I’ll second Fr. Oliver’s comment about Irvine’s ecclesiology: he definitely did not believe in “branch theory.” His ecclesiology was quite nuanced. He believed that the Orthodox Church was the true Church, and he had major issues with the Anglican Communion. However, he also asserted that, in his own Anglican upbringing and training (in High Church circles favorably disposed to Orthodoxy), he had been taught theology that was entirely Orthodox. Other than the filioque, Irvine felt that his own pre-conversion Anglican theology was totally compatible with Orthodoxy. But he also didn’t gloss over the filioque issue, and he didn’t equate doctrinal agreement with unity. He also knew all too well that the Anglicans encompassed a wide range of doctrinal beliefs; just because some Anglicans were almost identical to the Orthodox in their theology didn’t mean that Anglicanism as a whole was equivalent to Orthodoxy.
Irvine consistently professed fidelity to Orthodoxy as what he called the “Mother Church of Christendom,” i.e. the historical Christian Church founded by the Apostles, from which all the other “denominations” had broken away. Unity, in Irvine’s view, meant conformity to Orthodoxy — not compromise.
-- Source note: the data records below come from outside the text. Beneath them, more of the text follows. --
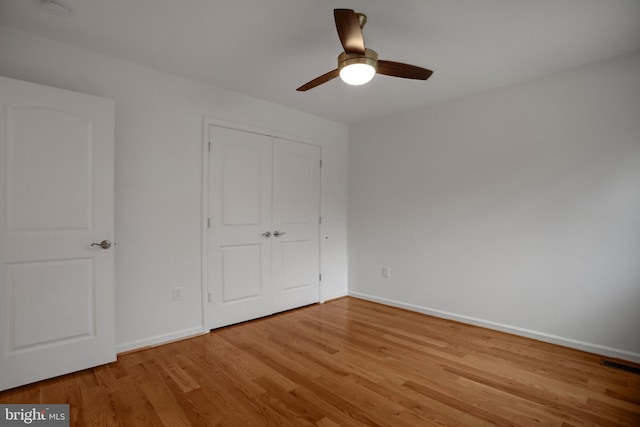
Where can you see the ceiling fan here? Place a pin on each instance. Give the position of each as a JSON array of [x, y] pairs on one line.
[[357, 65]]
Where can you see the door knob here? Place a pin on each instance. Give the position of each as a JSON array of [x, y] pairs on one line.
[[105, 244]]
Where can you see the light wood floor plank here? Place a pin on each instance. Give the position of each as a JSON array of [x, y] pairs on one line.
[[347, 363]]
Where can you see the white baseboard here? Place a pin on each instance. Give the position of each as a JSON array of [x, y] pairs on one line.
[[540, 336], [160, 339], [335, 296]]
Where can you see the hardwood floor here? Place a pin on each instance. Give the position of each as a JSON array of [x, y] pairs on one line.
[[347, 363]]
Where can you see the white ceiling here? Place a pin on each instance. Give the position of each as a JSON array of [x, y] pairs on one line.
[[267, 48]]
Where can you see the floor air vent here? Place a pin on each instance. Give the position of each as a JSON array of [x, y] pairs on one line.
[[620, 366]]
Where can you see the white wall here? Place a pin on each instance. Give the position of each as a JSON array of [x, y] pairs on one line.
[[159, 134], [517, 209]]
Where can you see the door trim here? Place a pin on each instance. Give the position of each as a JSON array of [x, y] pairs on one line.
[[204, 247]]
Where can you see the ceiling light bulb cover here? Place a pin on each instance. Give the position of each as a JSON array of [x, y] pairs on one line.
[[357, 69], [357, 74], [56, 8]]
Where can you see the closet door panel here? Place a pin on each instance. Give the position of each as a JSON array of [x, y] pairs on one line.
[[239, 258], [296, 207]]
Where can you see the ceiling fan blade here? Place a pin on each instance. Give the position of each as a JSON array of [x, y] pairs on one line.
[[398, 69], [319, 80], [349, 30]]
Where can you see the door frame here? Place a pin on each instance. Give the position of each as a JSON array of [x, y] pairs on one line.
[[204, 235]]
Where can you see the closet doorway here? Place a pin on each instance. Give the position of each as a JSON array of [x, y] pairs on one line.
[[263, 225]]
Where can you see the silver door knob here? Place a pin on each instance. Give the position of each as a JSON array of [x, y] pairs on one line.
[[105, 244]]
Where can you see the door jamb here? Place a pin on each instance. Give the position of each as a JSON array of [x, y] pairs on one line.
[[207, 122]]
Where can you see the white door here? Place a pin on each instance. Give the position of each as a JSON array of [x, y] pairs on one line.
[[56, 199], [239, 270], [263, 239], [296, 228]]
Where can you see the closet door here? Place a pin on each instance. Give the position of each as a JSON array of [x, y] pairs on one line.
[[239, 255], [296, 228], [263, 236]]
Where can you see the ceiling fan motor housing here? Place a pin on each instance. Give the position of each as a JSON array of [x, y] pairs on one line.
[[370, 57]]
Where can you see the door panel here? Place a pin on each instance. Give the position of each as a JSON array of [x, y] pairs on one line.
[[56, 198], [239, 265], [259, 185], [296, 212]]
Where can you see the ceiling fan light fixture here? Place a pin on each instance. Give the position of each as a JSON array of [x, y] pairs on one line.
[[356, 69], [357, 74]]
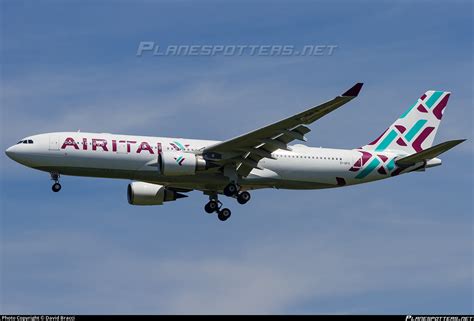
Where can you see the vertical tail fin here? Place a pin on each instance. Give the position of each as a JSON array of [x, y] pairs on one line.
[[415, 130]]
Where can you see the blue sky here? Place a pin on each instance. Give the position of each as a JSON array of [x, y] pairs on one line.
[[403, 245]]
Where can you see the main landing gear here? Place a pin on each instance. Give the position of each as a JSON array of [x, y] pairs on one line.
[[215, 206], [56, 186]]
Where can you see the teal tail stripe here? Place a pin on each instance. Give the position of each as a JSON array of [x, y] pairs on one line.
[[409, 110], [391, 164], [179, 145], [415, 129], [433, 98], [387, 141], [372, 165]]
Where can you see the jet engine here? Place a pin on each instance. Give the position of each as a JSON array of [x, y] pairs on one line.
[[179, 163], [141, 193]]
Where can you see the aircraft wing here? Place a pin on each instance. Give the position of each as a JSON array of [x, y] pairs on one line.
[[245, 151]]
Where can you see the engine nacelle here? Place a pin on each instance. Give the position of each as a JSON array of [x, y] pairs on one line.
[[141, 193], [179, 163]]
And, whatever his personal views on the validity of Anglican sacraments, Irvine willingly was “re-ordained” when he became Orthodox, and he (along with St. Tikhon) refused to let his personal views — whatever they might have been — take precedence over the teachings of the Orthodox Church. He was not a mere “ecumenist,” nor was his Orthodoxy “doubtful.” This, after all, was the man who called for American Orthodoxy to live by the slogan, “aggressive Orthodox Catholicity, for the truth’s sake.” He was very firmly Orthodox.
The fact is, none of us know enough to say with any sort of confidence why Irvine appears to have had an at-home Episcopalian funeral. To judge him as some sort of heretical “ecumenist,” given all the other evidence for his consistent Orthodoxy, is terribly misguided.